Antes de continuar su camino, Fiorello se detuvo para examinar algo más de cerca.
Fiorello le dijo a Dodo que “aproximadamente a una milla de distancia, la cabecita de este perrito apareció al lado de la carretera”. Daba la impresión de que había estado allí durante algún tiempo.

Fiorello sabía exactamente dónde buscar ayuda para el perro abandonado.
Giró su coche y regresó por donde había venido, recordando a los policías que había visto. Se acercó a él y le contó sobre el perro, sin darse cuenta de que su encuentro anterior con la policía cambiaría sus vidas para siempre.

“Él preguntó dónde estaba y salió corriendo tras ella”, explicó Fiorello. “Yo lo seguí, señalando el área”.
Cuando llegaron, notaron que el perro parecía estar herido y asustado. Inicialmente, ella desconfiaba de la aproximación del oficial, pero él le ofreció agua y comida en un esfuerzo por ganarse su confianza. Sin embargo, no se detuvo ahí.
Se sentó al lado de la perrita después de llamar al control de animales para pedir ayuda, sosteniendo un paraguas para protegerla del intenso sol.

Fiorello estaba profundamente conmovido por su devoción hacia el perro.
“Él me dijo: ‘Voy a quedarme aquí hasta que ella confíe en mí’”, recordó Fiorello, añadiendo que el perro percibía la naturaleza bondadosa del oficial. “Parecía suspirar un suspiro de satisfacción”. Y esos ojos de ciervo— eга como el día y la noche. Establecieron contacto visual. Fue realmente efectivo. “Estaba llorando lágrimas de alegría por esa perrita”.

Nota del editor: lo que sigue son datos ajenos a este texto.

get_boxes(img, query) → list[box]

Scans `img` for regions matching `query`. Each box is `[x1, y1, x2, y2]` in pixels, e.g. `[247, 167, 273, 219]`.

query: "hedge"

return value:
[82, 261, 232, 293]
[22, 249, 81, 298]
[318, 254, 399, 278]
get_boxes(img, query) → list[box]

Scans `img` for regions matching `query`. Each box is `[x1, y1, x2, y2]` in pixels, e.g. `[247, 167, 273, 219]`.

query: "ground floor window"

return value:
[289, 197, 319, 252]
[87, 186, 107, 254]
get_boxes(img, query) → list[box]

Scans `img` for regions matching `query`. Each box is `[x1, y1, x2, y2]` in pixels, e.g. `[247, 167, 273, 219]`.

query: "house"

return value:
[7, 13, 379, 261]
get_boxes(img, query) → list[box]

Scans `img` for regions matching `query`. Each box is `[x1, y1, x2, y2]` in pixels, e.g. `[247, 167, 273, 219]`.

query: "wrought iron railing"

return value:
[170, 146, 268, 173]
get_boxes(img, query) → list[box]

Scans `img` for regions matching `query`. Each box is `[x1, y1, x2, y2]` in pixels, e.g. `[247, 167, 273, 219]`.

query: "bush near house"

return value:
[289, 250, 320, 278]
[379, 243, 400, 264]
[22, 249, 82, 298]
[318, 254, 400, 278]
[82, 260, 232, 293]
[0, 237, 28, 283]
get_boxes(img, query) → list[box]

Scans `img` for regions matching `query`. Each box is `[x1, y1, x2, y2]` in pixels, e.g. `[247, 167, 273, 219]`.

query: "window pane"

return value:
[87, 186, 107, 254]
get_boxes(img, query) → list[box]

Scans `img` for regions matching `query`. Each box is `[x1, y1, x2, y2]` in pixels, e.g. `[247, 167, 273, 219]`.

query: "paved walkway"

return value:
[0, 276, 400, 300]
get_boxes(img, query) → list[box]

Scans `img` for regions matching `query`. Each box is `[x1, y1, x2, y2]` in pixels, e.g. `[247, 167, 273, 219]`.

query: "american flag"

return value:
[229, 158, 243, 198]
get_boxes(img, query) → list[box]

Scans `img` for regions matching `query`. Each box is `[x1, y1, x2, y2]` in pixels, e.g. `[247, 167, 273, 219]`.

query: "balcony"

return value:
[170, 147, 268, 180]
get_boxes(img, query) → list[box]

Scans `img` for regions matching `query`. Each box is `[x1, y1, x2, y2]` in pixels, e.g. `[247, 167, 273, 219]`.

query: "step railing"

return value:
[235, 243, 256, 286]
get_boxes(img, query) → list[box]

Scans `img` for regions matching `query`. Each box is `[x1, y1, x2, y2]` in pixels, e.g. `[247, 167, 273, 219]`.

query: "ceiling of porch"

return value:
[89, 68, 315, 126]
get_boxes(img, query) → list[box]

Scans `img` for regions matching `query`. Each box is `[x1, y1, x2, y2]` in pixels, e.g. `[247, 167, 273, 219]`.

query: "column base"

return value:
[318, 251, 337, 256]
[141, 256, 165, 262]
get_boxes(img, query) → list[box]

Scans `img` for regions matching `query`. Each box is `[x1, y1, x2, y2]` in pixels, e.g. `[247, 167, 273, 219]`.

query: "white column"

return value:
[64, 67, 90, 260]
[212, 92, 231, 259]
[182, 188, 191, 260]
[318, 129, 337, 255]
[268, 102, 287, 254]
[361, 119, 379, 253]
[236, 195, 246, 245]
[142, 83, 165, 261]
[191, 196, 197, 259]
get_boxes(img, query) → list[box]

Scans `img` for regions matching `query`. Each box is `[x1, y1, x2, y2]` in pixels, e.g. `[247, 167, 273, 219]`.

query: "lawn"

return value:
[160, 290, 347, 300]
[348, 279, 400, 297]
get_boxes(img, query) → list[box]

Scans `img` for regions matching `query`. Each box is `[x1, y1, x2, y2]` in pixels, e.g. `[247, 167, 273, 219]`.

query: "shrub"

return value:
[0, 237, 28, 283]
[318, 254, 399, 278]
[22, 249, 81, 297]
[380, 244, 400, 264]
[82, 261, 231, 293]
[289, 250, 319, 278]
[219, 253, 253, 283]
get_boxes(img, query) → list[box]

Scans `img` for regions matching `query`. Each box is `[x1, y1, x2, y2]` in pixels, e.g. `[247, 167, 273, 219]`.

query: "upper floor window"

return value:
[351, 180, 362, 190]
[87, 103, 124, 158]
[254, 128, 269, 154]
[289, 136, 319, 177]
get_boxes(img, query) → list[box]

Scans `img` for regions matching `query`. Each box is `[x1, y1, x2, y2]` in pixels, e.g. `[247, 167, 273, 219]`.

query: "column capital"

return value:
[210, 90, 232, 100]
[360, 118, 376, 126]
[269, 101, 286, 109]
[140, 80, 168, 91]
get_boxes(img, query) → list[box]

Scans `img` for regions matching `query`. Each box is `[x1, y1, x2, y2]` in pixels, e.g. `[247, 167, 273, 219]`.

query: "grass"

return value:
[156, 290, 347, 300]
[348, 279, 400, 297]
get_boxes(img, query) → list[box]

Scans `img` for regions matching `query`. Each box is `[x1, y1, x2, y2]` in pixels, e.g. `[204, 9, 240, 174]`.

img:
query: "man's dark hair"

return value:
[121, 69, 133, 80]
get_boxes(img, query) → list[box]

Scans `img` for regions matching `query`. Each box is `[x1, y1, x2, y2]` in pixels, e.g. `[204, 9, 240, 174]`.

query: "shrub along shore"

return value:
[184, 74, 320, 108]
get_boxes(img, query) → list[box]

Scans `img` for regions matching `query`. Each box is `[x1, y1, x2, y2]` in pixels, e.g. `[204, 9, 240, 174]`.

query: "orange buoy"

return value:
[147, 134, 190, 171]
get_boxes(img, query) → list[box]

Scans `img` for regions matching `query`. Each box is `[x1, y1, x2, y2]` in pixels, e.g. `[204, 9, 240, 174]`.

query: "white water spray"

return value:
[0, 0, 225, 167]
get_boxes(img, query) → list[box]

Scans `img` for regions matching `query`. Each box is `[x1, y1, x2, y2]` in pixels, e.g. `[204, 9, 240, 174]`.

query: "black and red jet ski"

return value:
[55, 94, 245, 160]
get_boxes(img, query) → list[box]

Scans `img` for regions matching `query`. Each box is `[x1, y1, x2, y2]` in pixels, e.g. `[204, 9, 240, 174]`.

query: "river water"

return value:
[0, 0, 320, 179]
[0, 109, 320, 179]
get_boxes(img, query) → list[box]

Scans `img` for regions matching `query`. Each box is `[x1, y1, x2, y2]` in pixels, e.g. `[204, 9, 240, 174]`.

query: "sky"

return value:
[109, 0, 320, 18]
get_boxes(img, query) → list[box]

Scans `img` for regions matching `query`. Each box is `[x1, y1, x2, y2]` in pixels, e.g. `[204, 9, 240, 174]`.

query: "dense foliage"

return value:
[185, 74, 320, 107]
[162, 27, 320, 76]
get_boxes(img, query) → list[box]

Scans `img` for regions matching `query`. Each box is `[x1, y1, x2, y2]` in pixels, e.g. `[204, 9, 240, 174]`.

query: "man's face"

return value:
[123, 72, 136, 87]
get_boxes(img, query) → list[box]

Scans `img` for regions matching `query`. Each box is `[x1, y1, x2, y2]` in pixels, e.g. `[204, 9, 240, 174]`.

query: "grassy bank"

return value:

Y resulta que esta relación no sería pasajera.
Fiorello tuvo que continuar su camino antes de que llegara la ayuda, pero posteriormente se enteró de que el perro había sido rescatado de manera segura y estaba recibiendo tratamiento veterinario. Tenía una cadera fracturada, pero no eга nada que tuviera que afrontar sola.
El oficial también estaría a su lado para esa parte del viaje.